Saturday, August 08, 2009


Throughout this summer, I've been reading Danny Miller's highly moving story of the premature birth of his twin sons at his blog, Jew Eat Yet? His tale of the loss of his son, Oliver, and then of Charlie's fight for survival in a Los Angeles NICU, has brought his readers along on a harrowing journey that reaches all the amazing parts of parenthood. In reading Danny's heart-wrenching entries, I cannot help but turn to my own children, and see them again as the miracles that they are.

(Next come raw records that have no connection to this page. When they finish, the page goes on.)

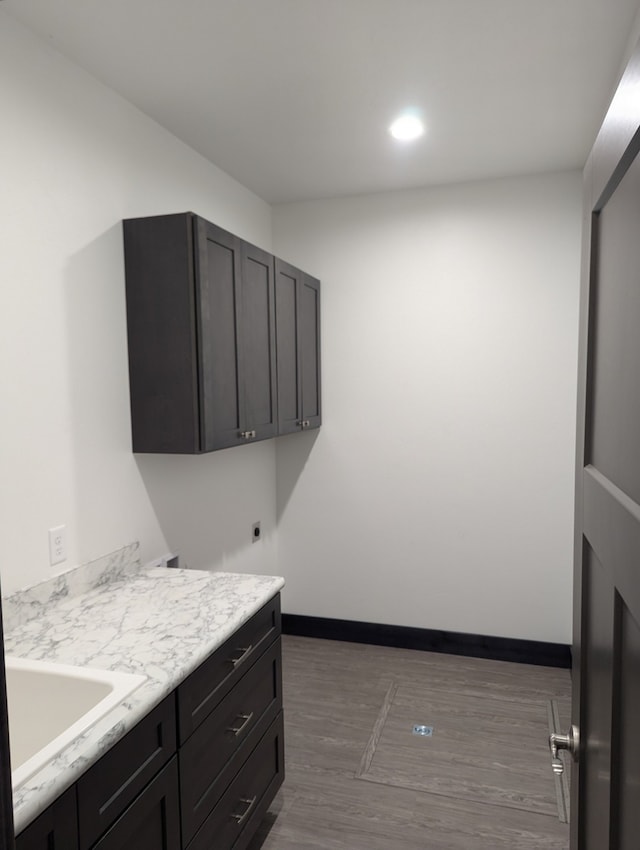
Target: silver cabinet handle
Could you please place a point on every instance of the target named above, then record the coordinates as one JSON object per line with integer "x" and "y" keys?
{"x": 238, "y": 729}
{"x": 569, "y": 742}
{"x": 245, "y": 651}
{"x": 249, "y": 804}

It's not that we, parents of children who are..."out of the box" for lack of a better word, can ever forget the amazing fact of having a family, but rather that we can (at least *I* can) easily lose perspective. And maybe it's just me. Maybe I have unreasonable expectations, maybe I'm so influenced by what we're all "supposed" to be doing, that I cannot see the good parts of children who are not like all the others.

The other day, the Bliss family was having dinner with my sister's family. sister AB, is one of those lucky people who has children who are highly compliant. They follow the rules, they heed the demands of their parents, they perform fantastically at school. Rebellion is simply not a part of their lives, and I'm quite confident, based on obverving their personalities, that rebellion will never be a part of their lives. It's just not in them. this dinner, my son, is trying to explain why he has to leave the party early. Why he has to get up at six in the morning to pick up trash at the local park.

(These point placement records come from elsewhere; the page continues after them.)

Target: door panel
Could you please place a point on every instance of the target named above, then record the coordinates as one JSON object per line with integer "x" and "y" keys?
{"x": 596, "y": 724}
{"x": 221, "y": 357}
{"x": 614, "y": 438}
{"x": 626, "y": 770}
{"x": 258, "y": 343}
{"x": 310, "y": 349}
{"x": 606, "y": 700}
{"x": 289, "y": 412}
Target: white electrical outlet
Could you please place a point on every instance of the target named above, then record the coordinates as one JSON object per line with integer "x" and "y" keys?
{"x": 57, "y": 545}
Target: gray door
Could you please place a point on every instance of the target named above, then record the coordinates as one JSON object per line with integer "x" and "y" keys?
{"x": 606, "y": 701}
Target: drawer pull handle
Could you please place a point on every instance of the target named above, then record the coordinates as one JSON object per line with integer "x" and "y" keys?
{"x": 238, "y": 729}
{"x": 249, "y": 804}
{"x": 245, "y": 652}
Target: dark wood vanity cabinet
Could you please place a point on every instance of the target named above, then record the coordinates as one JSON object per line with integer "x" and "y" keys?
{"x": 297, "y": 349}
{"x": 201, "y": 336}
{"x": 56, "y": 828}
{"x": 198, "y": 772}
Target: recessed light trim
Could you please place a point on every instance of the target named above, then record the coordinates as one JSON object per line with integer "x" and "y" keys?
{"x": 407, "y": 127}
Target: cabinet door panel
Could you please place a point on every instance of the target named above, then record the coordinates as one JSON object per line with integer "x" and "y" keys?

Community service. This simply does not register on the mind of my nine-year old nephew. So J is his special way smiles broadly and says to little T, "I'm helping society and our environment tomorrow morning! It's a good thing to be green."

Yes, it is.

Our summer has been filled with a lot of music, J and A both are in cover bands and they're playing all over town - at band battles, baseball fundraisers, and J's band is playing in local under-18 clubs. They're having a blast and doing well. M is busy with swimming and guitar lessons.

We're all playing lots of Playstation Rock Band gigs. We've been to Mammoth Lakes and have been completely indulgent in going out to dinner. I've done lots of reading, prepping for classes and a presentation in October, and lounging around in idle and funny conversation with the kids. We've watched a lot of tv, our feet up, popsicles in hands, our dog in our laps. The summer has been surprisingly cool. When it's hot we swim in our community swimming pool. We've had few battles this summer since the boy both decided summer school wasn't going to happen, but for the most part D and I have just focused on enjoying the free time we have without the onus of work.

Our vacation is coming to an end and the routine will once again jump up and force us to strive towards "in the box" behavior. But until that day, we've tried to adjust our perspective and soak in the miracle of our little family. Thank you, Danny, for sharing your story and reminding me of the amazing parts of life that get swallowed up in routine and living in the box.